This is a tangential response to the lacour and #lacourgate hubbub (with hats off to the summaries and views given here and here). While he is not implicated in all of the comments, below, I am mostly certainly indebted to Mike Frick for planting the seed of some of the ideas presented below, particularly on member-checking (hopefully our under-review paper on the same will be out sometime in the future…). Salifu Amidu and Abubakari Bukari are similarly motivational-but-not-implicated, as are Corrina Moucheraud, Shagun Sabarwal and Urmy Shukla.

To a large extent, the lacour response is bringing a new angle on an increasingly familiar concern: trusting the analysis. This means additional (and important) calls for replication and other forms of post-publication peer review (as Broockman calls for) as a guard against significance-hungry, nefarious researchers. Pre-analysis plans, analytic/internal replications, and so on, are all important steps towards research transparency. But they miss the fundamental tendency to treat data as ‘true’ once it makes it into the familiar, rectangular format of a spreadsheet.

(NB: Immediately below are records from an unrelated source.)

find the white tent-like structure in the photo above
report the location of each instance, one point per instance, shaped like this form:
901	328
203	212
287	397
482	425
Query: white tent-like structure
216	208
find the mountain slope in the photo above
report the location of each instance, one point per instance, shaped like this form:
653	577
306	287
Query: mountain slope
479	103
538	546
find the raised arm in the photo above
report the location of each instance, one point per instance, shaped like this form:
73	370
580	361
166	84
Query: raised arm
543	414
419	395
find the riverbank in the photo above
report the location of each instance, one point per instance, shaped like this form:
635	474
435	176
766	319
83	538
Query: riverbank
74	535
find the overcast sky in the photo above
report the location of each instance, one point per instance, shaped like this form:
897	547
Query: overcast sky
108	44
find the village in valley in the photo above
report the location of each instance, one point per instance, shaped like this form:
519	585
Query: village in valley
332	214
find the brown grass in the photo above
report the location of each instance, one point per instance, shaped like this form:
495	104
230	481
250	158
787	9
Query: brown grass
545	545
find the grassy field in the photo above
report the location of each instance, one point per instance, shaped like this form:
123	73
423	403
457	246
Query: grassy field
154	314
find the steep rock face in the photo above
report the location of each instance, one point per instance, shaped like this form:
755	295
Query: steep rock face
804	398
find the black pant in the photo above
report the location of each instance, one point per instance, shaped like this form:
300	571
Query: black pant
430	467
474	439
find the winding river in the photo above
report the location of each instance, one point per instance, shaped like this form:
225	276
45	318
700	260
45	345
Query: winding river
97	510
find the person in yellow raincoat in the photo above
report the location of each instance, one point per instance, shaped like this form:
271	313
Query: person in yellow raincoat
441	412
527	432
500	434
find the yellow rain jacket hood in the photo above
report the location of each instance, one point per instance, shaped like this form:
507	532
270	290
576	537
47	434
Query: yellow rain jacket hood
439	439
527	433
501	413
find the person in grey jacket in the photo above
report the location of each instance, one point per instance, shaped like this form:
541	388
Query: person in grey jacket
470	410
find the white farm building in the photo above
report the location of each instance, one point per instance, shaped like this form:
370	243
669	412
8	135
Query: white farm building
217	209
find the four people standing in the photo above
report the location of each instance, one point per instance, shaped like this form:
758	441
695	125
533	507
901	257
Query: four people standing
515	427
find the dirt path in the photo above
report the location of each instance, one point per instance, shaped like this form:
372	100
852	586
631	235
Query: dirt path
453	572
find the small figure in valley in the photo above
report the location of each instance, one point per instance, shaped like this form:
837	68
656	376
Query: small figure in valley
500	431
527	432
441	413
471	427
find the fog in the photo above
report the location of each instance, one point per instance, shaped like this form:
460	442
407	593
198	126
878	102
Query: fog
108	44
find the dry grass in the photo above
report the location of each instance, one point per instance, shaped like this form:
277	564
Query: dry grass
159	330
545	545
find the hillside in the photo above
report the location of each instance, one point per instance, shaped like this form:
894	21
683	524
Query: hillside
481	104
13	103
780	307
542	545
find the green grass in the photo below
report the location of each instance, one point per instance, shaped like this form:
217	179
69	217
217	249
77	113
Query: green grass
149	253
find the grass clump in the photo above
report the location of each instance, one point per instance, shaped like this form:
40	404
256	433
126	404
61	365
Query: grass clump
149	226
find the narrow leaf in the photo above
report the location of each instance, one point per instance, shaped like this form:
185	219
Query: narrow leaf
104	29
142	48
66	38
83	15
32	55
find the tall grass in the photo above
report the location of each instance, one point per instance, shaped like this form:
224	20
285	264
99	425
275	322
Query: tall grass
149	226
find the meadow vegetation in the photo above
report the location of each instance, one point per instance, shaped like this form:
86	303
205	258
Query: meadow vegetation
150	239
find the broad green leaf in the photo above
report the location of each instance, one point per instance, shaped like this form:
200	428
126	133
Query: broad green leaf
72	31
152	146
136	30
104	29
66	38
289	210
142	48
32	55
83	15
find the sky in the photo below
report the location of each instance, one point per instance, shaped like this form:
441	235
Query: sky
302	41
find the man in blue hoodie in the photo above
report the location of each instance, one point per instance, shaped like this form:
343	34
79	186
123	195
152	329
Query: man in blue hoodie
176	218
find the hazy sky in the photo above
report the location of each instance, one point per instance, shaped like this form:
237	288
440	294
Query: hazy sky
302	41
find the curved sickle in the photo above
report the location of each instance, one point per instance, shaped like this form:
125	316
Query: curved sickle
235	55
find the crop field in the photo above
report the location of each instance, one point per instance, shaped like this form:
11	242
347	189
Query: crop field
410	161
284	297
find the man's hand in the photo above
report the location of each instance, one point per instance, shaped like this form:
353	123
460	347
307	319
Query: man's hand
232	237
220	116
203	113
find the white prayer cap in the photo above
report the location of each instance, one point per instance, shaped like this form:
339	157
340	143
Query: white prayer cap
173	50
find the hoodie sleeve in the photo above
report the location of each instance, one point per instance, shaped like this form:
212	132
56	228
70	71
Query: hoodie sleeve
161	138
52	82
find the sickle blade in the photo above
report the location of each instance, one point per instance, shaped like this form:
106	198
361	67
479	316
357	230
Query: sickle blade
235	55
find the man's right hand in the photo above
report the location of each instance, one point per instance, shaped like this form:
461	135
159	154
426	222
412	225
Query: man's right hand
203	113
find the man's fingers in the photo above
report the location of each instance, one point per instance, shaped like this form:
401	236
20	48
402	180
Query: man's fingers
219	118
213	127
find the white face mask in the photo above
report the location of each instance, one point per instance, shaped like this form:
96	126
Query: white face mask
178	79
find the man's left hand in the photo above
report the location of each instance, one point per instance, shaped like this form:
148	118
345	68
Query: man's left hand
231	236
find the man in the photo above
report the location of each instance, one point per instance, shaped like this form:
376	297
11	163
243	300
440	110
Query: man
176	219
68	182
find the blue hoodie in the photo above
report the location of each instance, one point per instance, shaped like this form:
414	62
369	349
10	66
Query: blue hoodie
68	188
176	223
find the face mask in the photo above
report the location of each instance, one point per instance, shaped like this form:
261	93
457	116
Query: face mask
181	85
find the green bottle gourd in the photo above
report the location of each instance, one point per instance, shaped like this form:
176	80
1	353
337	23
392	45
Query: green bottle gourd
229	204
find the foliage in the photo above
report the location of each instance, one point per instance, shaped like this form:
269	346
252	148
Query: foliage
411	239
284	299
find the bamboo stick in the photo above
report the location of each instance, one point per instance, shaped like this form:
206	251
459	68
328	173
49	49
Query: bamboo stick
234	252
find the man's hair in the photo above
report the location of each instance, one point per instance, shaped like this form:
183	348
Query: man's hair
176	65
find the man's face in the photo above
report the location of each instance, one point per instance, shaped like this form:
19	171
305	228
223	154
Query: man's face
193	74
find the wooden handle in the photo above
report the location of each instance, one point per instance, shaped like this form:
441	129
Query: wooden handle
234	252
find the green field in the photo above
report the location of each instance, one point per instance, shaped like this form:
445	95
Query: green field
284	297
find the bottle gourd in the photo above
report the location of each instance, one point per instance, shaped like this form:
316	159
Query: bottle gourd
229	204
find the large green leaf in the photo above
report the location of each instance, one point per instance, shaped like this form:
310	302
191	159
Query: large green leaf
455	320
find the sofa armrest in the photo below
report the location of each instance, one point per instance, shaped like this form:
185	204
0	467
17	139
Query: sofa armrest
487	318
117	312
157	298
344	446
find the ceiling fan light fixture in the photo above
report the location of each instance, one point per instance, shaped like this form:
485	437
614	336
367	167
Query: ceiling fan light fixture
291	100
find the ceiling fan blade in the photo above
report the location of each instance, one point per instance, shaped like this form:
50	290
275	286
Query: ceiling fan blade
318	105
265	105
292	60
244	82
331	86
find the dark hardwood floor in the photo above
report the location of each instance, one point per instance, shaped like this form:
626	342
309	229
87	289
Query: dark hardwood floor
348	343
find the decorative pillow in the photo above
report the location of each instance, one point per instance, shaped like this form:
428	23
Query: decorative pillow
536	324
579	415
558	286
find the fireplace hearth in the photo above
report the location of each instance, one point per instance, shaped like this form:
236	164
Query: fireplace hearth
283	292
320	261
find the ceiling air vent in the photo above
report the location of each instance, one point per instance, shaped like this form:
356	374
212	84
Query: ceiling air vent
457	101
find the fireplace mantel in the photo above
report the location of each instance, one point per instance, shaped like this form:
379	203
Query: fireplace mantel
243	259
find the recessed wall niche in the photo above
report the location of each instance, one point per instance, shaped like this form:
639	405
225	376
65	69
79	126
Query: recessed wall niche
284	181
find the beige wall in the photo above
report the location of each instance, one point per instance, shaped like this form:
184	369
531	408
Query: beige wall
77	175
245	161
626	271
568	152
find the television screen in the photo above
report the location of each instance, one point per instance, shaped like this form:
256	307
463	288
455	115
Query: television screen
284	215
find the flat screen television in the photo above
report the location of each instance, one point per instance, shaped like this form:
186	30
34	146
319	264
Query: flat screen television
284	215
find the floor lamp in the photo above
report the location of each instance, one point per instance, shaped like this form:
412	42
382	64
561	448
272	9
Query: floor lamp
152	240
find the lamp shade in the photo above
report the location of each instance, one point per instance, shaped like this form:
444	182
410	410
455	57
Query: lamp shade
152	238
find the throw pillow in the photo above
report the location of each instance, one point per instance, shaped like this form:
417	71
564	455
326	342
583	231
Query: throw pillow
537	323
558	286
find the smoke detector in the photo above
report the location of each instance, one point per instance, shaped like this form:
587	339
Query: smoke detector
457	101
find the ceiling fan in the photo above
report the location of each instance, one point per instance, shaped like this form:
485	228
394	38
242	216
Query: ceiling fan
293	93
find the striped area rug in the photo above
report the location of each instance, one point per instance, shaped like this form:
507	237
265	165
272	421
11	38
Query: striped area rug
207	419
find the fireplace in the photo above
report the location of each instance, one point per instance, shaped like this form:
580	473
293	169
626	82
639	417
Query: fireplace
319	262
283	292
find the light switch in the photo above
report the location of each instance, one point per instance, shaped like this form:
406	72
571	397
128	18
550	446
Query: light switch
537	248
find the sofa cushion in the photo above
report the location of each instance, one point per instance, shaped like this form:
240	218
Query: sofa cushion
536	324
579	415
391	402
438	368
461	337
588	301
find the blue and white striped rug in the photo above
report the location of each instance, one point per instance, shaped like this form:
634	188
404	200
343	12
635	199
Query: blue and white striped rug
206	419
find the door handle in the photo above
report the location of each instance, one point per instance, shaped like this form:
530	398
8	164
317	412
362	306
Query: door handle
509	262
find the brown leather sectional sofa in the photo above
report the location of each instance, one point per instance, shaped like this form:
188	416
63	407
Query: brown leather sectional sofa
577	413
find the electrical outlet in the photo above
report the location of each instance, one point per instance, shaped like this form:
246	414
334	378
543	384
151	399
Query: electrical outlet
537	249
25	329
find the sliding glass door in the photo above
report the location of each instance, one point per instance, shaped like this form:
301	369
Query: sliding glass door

Given lacour, it seems clear that we may need to take an additional step back to get into the heart of research: the data. We place a lot of trust in data themselves — between advisers and advisees, between research collaborators, and between producers and users of large, public data sets. and, in turn, between PIs and research assistants and the actual team collecting the data. This trust is about, of course, whether the data exist at all and whether they measure what they purport to measure. (Green seems to have had a hunch about this?)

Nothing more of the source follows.